TCGA studies with fewer than 100 samples of mutated _TP53_ were excluded from training.

The following TCGA studies were used in training: ACC, BLCA, BRCA, CESC, COADREAD, ESCA, GBM, HNSC, KIRC, KIRP, LGG, LIHC, LUAD, LUSC, OV, PAAD, PCPG, PRAD, SARC, SKCM, STAD, TGCT, THCA, THYM, UCEC.

The following TCGA studies were not used in training: CHOL, UVM, UCS, KICH, MESO, DLBC.

## Reusing this model

To use this model on the command line, see [WSInfer-MIL](https://github.com/kaczmarj/wsinfer-mil).

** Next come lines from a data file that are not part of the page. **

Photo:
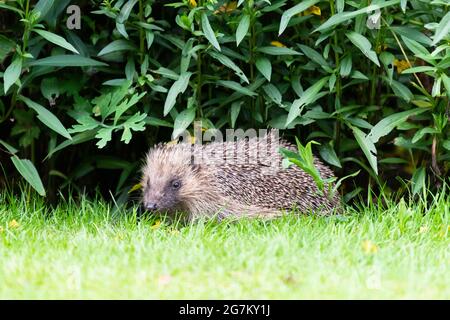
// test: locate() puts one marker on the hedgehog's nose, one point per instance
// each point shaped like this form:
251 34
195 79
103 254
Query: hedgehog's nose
151 206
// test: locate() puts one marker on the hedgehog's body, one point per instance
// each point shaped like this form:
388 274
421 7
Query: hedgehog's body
242 178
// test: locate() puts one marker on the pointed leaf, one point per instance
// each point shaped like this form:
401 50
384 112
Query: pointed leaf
364 45
66 61
442 29
177 87
288 14
367 147
264 66
12 73
209 32
307 97
182 121
58 40
46 117
28 171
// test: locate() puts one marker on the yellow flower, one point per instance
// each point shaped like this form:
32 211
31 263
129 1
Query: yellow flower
13 224
312 10
401 65
369 247
278 44
156 225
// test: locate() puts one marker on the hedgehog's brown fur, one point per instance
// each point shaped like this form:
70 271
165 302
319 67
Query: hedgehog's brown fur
211 186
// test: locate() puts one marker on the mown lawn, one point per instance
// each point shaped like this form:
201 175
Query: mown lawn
81 250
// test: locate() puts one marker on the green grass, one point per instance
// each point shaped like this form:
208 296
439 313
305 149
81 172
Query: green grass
82 250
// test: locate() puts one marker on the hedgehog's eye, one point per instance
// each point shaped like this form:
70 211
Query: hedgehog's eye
176 184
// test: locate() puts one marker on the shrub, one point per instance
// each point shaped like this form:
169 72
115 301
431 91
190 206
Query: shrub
369 80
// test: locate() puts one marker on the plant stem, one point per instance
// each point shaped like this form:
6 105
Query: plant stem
337 127
141 32
199 84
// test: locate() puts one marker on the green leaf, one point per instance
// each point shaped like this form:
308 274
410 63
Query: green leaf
242 28
135 123
12 73
6 47
386 125
442 29
177 87
235 109
125 11
236 87
9 147
347 15
387 59
446 144
288 14
367 146
58 40
76 139
264 66
104 134
46 117
436 90
28 171
43 7
229 63
419 69
418 180
364 45
66 61
446 82
422 132
416 47
328 154
313 55
346 66
208 31
412 34
308 96
117 45
277 51
273 93
182 121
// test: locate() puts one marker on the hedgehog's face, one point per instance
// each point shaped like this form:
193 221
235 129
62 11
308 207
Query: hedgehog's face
169 182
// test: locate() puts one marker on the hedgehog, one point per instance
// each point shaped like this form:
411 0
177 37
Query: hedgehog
243 178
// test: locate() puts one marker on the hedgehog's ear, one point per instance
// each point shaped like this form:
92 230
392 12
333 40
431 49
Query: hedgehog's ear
195 168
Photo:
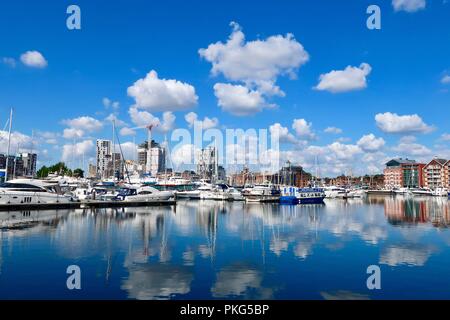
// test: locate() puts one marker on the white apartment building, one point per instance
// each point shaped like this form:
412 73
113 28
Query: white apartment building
104 157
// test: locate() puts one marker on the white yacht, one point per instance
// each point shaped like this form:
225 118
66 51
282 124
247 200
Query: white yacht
440 192
31 191
143 194
421 192
206 191
188 194
235 195
334 192
262 193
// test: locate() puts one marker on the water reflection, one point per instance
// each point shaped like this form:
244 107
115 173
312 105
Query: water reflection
207 249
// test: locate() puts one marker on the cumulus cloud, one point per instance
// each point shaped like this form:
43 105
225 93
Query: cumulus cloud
239 100
47 137
408 146
409 5
125 131
370 143
393 123
11 62
72 133
303 129
113 117
254 64
107 103
84 123
349 79
206 123
18 141
333 130
143 119
154 94
33 59
257 62
282 133
183 154
76 151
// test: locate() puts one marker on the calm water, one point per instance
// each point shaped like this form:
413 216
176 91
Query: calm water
213 250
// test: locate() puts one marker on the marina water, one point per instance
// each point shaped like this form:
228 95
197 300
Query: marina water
220 250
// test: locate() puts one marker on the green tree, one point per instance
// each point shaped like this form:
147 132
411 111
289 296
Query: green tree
79 173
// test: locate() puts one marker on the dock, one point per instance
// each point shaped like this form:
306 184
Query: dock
83 204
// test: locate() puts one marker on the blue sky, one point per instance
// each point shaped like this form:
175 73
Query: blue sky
121 42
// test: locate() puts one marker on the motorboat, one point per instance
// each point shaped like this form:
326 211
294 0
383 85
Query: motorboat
262 193
143 194
334 192
295 195
421 192
235 195
440 192
32 191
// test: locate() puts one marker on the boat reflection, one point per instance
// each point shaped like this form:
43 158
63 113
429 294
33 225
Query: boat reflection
210 249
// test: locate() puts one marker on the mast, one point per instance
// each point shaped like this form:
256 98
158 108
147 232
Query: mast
9 145
149 150
114 149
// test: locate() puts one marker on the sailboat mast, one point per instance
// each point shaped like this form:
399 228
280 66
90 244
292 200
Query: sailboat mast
114 149
9 145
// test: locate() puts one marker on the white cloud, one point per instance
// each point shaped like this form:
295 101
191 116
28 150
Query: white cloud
108 103
409 5
370 143
125 131
333 130
168 122
113 117
239 100
47 137
282 133
256 63
19 141
33 59
11 62
183 154
303 129
408 147
84 123
154 94
393 123
206 123
129 150
76 151
143 119
349 79
72 133
445 79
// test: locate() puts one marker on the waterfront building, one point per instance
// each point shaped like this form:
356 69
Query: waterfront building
403 173
29 164
16 166
447 173
92 171
104 157
435 174
206 162
157 158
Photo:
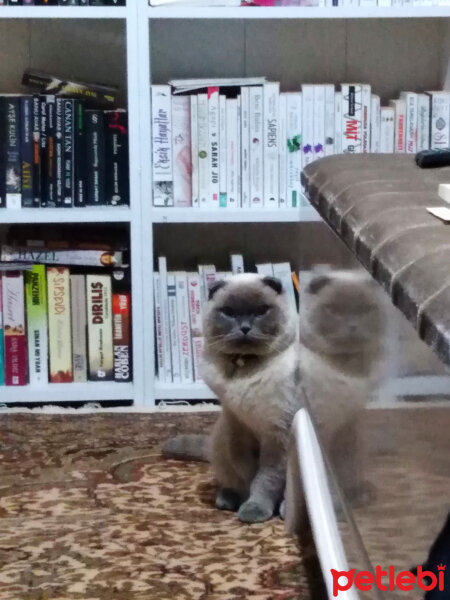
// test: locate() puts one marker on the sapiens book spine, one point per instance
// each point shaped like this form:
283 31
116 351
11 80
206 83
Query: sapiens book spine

Alternatively, you may use PyTorch on ONNX to run the model. First, embed 128um x 128um patches using CTransPath. Then pass the bag of embeddings to the model.

```python
import onnxruntime as ort
import numpy as np
embedding = np.ones((1_000, 768), dtype="float32")
ort_sess = ort.InferenceSession("model.onnx")
logits, attention = ort_sess.run(["logits", "attention"], {'input': embedding})
```

## Model performance

The model achieved an AUROC of 0.85 on the full test set.

Here are the AUROC values per TCGA study. NaN values are present wherever there was only a single class present in the ground truth labels.

- ACC: 0.750
- BLCA: 0.597
- BRCA: 0.862
- CESC: 0.562
- COADREAD: 0.742
- ESCA: 0.643
- GBM: 0.792
- HNSC: 0.599
- KIRC: 1.000
- KIRP: nan
- LGG: 0.763
- LIHC: 0.769
- LUAD: 0.842
- LUSC: 0.610
- OV: 0.708
- PAAD: 0.787
- PCPG: nan
- PRAD: 0.657
- SARC: 0.762
- SKCM: 0.722
- STAD: 0.716
- TGCT: nan
- THCA: nan
- THYM: nan
- UCEC: 0.825

# Intended uses

This model is ONLY intended for research purposes.

**This model may not be used for clinical purposes.** This model is distributed without warranties, either express or implied.